The concentrations of substrate and enzyme greatly affect the reaction rate. When the concentrations of both enzyme and substrate are low, many of the active sites on the enzyme are unoccupied, and the reaction rate is low. Increasing the substrate concentration will increase the reaction rate until all of the active sites are occupied. After this point, further increase in substrate concentration will not increase the reaction rate, and the reaction is said to have reached the maximum velocity, Vmax.
The active site of an enzyme is specific for a particular substrate or class of substrates. However, it is possible for molecules that are similar to the substrate to bind to the active site of the enzyme. If a similar molecule is present in a concentration comparable to the concentration of the substrate, it will compete with the substrate for binding sites on the enzyme and interfere with enzyme activity. This is known as competitive inhibition because the enzyme is inhibited by the inactive substrate, or competitor. If sufficient quantities of the substrate are introduced, however, the substrate can outcompete the competitor and will still be able to reach the Vmax; however, this will require much higher concentrations of substrate than would be necessary without the competitor.
A noncompetitive inhibitor is a substance that forms strong covalent bonds with an enzyme, making it unable to bind with its substrate, and consequently a noncompetitive inhibitor cannot be displaced by the addition of excess substrate. Therefore, noncompetitive inhibition is irreversible. Because this inhibition is noncompetitive, addition of excess substrate will not influence the rate of the reaction, and the reaction will never reach Vmax. A noncompetitive inhibitor may be bound at, near, or far from the active site. When the inhibition takes place at a site other then the active site, this is called allosteric inhibition. (Allosteric means “other site” or “other structure.”) The interaction of an inhibitor at an allosteric site changes the structure of the enzyme so that the active site is also changed.
Every reaction in the body is regulated by enzymes. Some of the basic reaction types are listed below.
Hydrolysis reactions function to digest large molecules into smaller components. Lactase hydrolyzes lactose to the monosaccharides glucose and galactose. Proteases degrade proteins to amino acids, and lipases break down lipids to fatty acids and glycerol.
In multicellular organisms, digestion can begin outside of the cells in the gut. Other hydrolytic reactions occur within cells.
Synthesis reactions (including dehydrations) can be catalyzed by the same enzymes as hydrolysis reactions, but the directions of the reactions are reversed.
These reactions occur in different parts of the cell. For example, protein synthesis occurs in the ribosomes and involves dehydration reactions between amino acids.

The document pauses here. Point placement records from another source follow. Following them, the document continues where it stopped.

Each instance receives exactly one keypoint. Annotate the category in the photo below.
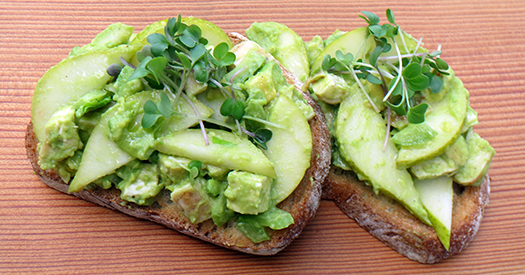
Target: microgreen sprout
(169, 60)
(408, 73)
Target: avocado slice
(225, 149)
(290, 147)
(284, 44)
(360, 135)
(446, 118)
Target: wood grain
(42, 231)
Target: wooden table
(43, 231)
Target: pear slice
(69, 80)
(101, 157)
(290, 147)
(436, 195)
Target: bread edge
(405, 233)
(302, 203)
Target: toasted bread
(302, 204)
(392, 224)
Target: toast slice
(392, 224)
(302, 204)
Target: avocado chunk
(363, 150)
(61, 139)
(192, 200)
(225, 149)
(114, 35)
(330, 88)
(478, 163)
(282, 43)
(432, 168)
(458, 151)
(140, 182)
(446, 118)
(246, 67)
(173, 169)
(248, 193)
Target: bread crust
(392, 224)
(302, 204)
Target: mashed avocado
(195, 125)
(398, 115)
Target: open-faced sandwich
(186, 126)
(406, 163)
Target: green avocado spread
(175, 109)
(399, 118)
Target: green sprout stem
(363, 90)
(400, 76)
(201, 124)
(262, 121)
(388, 123)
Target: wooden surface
(43, 231)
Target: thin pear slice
(69, 80)
(290, 146)
(436, 195)
(101, 157)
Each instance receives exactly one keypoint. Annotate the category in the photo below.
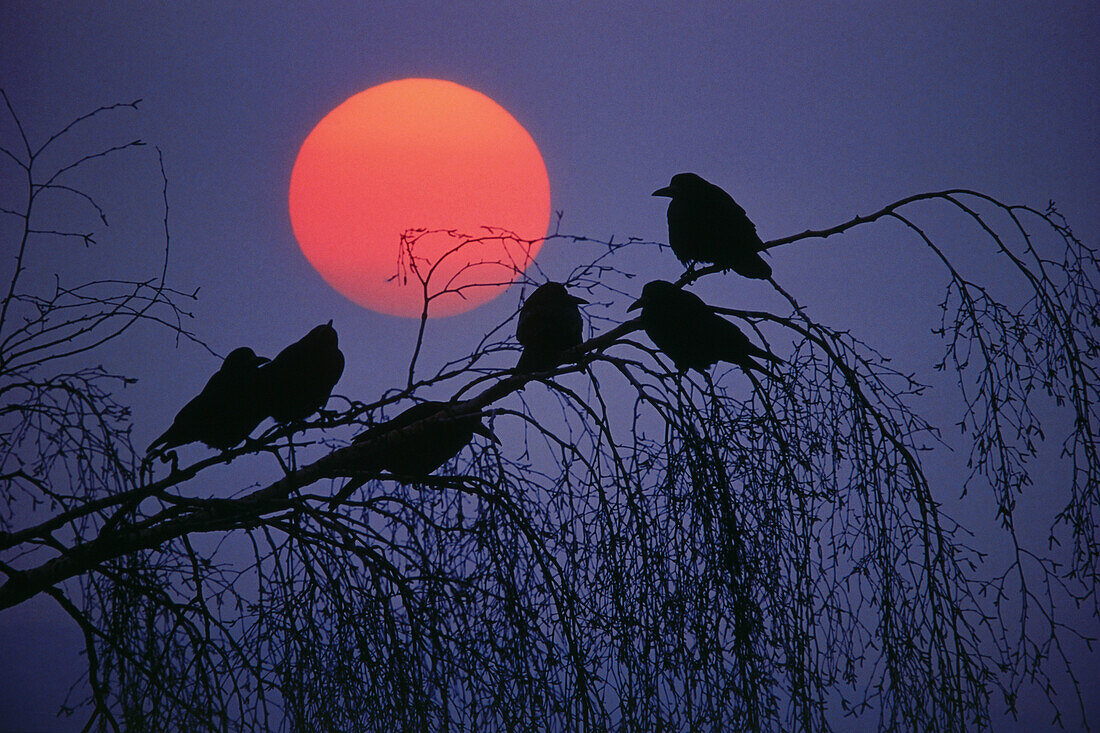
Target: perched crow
(691, 334)
(706, 225)
(404, 448)
(549, 324)
(299, 380)
(226, 411)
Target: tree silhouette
(644, 549)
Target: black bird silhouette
(549, 325)
(414, 444)
(691, 334)
(299, 380)
(227, 409)
(706, 225)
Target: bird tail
(749, 363)
(160, 445)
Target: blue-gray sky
(807, 113)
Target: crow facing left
(692, 334)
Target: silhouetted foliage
(641, 549)
(298, 381)
(226, 412)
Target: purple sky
(807, 113)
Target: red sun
(419, 154)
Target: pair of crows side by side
(705, 225)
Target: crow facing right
(227, 409)
(299, 379)
(406, 449)
(692, 334)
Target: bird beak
(484, 430)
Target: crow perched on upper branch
(227, 409)
(706, 225)
(549, 324)
(299, 380)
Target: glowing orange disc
(418, 154)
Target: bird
(692, 334)
(299, 379)
(549, 325)
(706, 225)
(227, 409)
(414, 444)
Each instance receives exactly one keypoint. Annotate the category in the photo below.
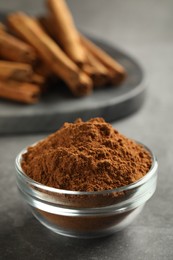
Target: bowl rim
(140, 182)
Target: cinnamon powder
(86, 156)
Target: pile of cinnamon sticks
(33, 49)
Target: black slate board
(59, 106)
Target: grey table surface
(144, 29)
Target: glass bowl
(86, 214)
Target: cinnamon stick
(21, 92)
(92, 67)
(13, 49)
(79, 83)
(117, 71)
(66, 32)
(15, 71)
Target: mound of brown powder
(86, 156)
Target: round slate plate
(55, 108)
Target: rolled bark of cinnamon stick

Synthesis is required for growth, repair, regulation, protection, and production of food reserves such as fat and glycogen by the cell. The survival of an organism depends on its ability to ingest substances that it needs but cannot synthesize. Once ingested, these substances are converted into useful products.
Certain vitamin cofactors and essential amino acids cannot be synthesized by humans. If they are not available in the diet, deficiency diseases will occur.
Many enzymes require the incorporation of a nonprotein molecule to become active. These molecules, called cofactors, can be metal cations such as Zn2+ or Fe2+ or small organic groups called coenzymes. Most coenzymes cannot be synthesized by the body and are obtained from the diet as vitamin derivatives. Cofactors that bind to the enzyme by strong covalent bonds are called prosthetic groups.